O mais recente cartaz que o Bloco de Esquerda colocou nas ruas vale por todo um programa político. Temos os logótipos das quatro grandes empresas que concentram o ódio do radicalismo anticapitalista: Pingo Doce, Continente, Galp e Santander. Temos as fotografias dos líderes dessas quatro grandes empresas, mas com as caras cortadas pelos olhos, para contribuir para a desumanização dos “patrões”. E temos um slogan mágico condensado numa pergunta retórica: “Os lucros deles ou a nossa vida?”.
Nos últimos anos, em Portugal, temos falado muito — e bem — sobre os perigos do populismo de direita. Mas temos falado menos — muito menos, quase nada — sobre os perigos do populismo de esquerda. Precisamente: este cartaz é a definição perfeita de populismo. Os especialistas que têm estudado e analisado estes movimentos políticos estão de acordo que há duas características básicas de todos os populismos. A primeira é uma visão maniqueísta da sociedade, que coloca de um lado o povo inocente e puro (“nós”) e do outro lado uma elite exploradora e corrupta (“eles”). A segunda característica de todos os populismos é a tentativa de convencer os eleitores de que os problemas complexos têm soluções simples que só não são aplicadas por causa de conspirações e manipulações urdidas por “eles” para conservarem o seu poder ilegítimo.
No cartaz do Bloco de Esquerda, está tudo isso. Primeiro, apresenta uma visão do mundo. “Eles” são os patrões, apresentados com um sorriso ligeiramente trocista e superior, impecavelmente vestidos e penteados, representados em fotografias a preto e branco e com rasgões, como se tivessem acabado de sair das páginas de crime de um tablóide. “Nós” somos todos os outros, aqueles que não usam gravatas inacessíveis nem frequentam cabeleireiros caros e que sacrificam as suas “vidas” para que a elite tenha “lucros” obscenos.
Depois, o cartaz do Bloco de Esquerda apresenta a solução instantânea e indolor para todos os problemas do país: naturalmente, basta tomar conta dos “lucros deles”. Como disse um dia Mariana Mortágua, numa frase franca e reveladora: “Temos de perder a vergonha de ir buscar a quem está a acumular dinheiro”.

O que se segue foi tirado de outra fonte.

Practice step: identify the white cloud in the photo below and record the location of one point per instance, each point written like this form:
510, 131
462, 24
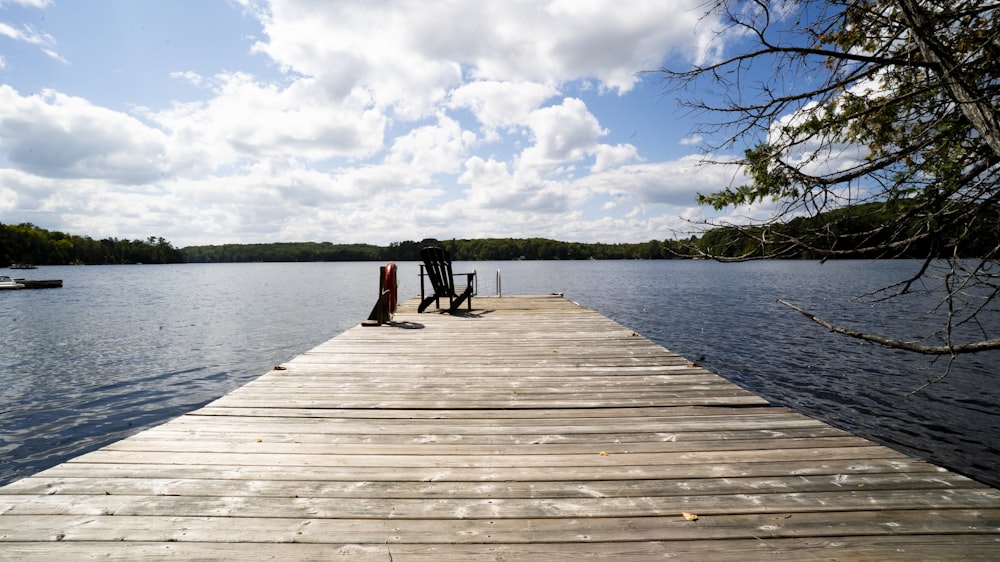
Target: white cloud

O cartaz foca o alvo no Pingo Doce, no Continente, na Galp e no Santander. Mas isso acontece apenas por falta de espaço para mais. Na realidade, Mariana Mortágua e o Bloco de Esquerda usam este discurso populista para falar sobre tudo o que mexa. “Nós” e “eles”; “nós” e “eles”; “nós” e “eles”. Ao ouvir isto dia após dia, semana após semana, mês após mês, ano após ano, uma parte do eleitorado fica a acreditar que, de facto, o mundo só não é um lugar perfeito porque as elites corruptas não deixam. E fica a acreditar que, se elegêssemos alguém com coragem para acabar com os “lucros deles”, teríamos a “nossa vida” de volta e todo o mal seria varrido da Terra, num banho lustral de pureza e virtude. O cartaz do Bloco de Esquerda só não nos conta como é que a história acabou em todos os países que acreditaram nestas fantasias — não acabou bem.